By West Village Bill
Yesterday, Mark, Hanif, and I went to the Schomburg Center for Research in Black Culture in Harlem to check out Soulful Stitching, an exhibition of patchwork quilts made by women of African heritage who live in southern India.
The women are part of a group of people known as the Siddis. They're descended both from early (1st millenium CE and circa the 12th century) African immigrants who traveled from the Horn of Africa to the Arabian Peninsula and parts of South Asia and from slaves who were taken by the Portuguese to Goa in western India.* The earlier settlers took jobs as merchants, soldiers, sailors, and administrators, and some achieved power as leaders in government, religious groups, and the military. The slaves moved south after escaping from their bondage, and their descendants were joined at various times by offspring of the earlier settlers. Today, about 20,000 Siddis live in a remote area of thick forests and high plains in the Western Ghats mountains.
The quilts are called kawandi and are made from old clothing of family members, so the colors and patterns vary greatly. The women use one or more pieces of sari fabric as backing material, and the finishing touches on every quilt are small bundles of square fabric that have been folded into triangles and sewn on the corners.
Henry Drewal, the curator of the exhibit and a professor of art history and Afro-American studies at the University of Wisconsin–Madison, helped set up the Siddi Women's Quilting Cooperative, which enables women from three Siddi communities to earn income from their craft that they collectively decide how to spend. There are many more kawandi to be found on Drewal's website, including some that are available for purchase.
I learned about the exhibit from a report on NY1. I had planned to go last Sunday, before I realized that the Schomburg Center is closed on Sundays because it's part of the New York Public Library system. I'm glad I ended up going later so that my crafty friend Mark and Mark's honey and my friend, Hanif, could join me.

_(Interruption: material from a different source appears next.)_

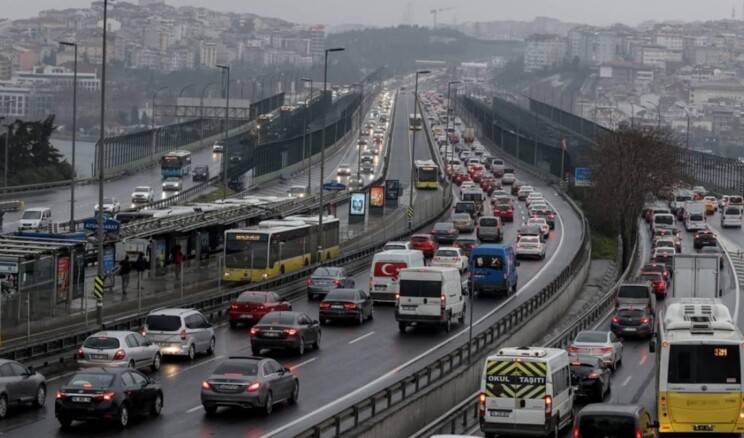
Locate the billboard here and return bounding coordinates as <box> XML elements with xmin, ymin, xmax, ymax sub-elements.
<box><xmin>349</xmin><ymin>192</ymin><xmax>367</xmax><ymax>216</ymax></box>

Hanif was born and raised in Tanzania, but his family was from western India, near Pakistan. He said he had been unaware of—and was interested to learn of—the African people who had done essentially the reverse migration of his family. He may return to the center on Saturday, April 16, when Omar Ali, a professor of African American and Diaspora Studies at the University of North Carolina at Greensboro, will speak on "The Making of the African Diaspora in the Indian Ocean World."
Mark said that the women of his grandmother's generation were enthusiastic quilters, and the hobby is taking off among his generation. There's a store in his small hometown of Portland, North Dakota, that sells quilting supplies and allows customers to work on their quilts there as well.
While we were at the center, we also toured Harlem Views/Diasporan Visions: The New Harlem Renaissance Photographers, an exhibition of photos by the 25 members of TNHRP. The photographs document the cultural, political, and social lives of residents of Harlem. Among the most powerful images for me were those of people protesting the shooting death by police of Amadou Diallo, a 23-year-old immigrant from Guinea who was killed in a hail of 41 bullets a little over 12 years ago. All four plainclothes New York Police Department officers were acquitted on charges of second-degree murder and reckless endangerment.
I couldn't find the report I saw about the kawandi exhibit on NY1's website. Here's a report on the photo exhibit by NY1's Roger Clark.
Both exhibitions will be at the center through June 30, well beyond the end of Black History Month.
*All of the information in this post about the Siddis and their quilts is taken from explanatory text displayed as part of the exhibit. The photo came from the Schomburg Center's website.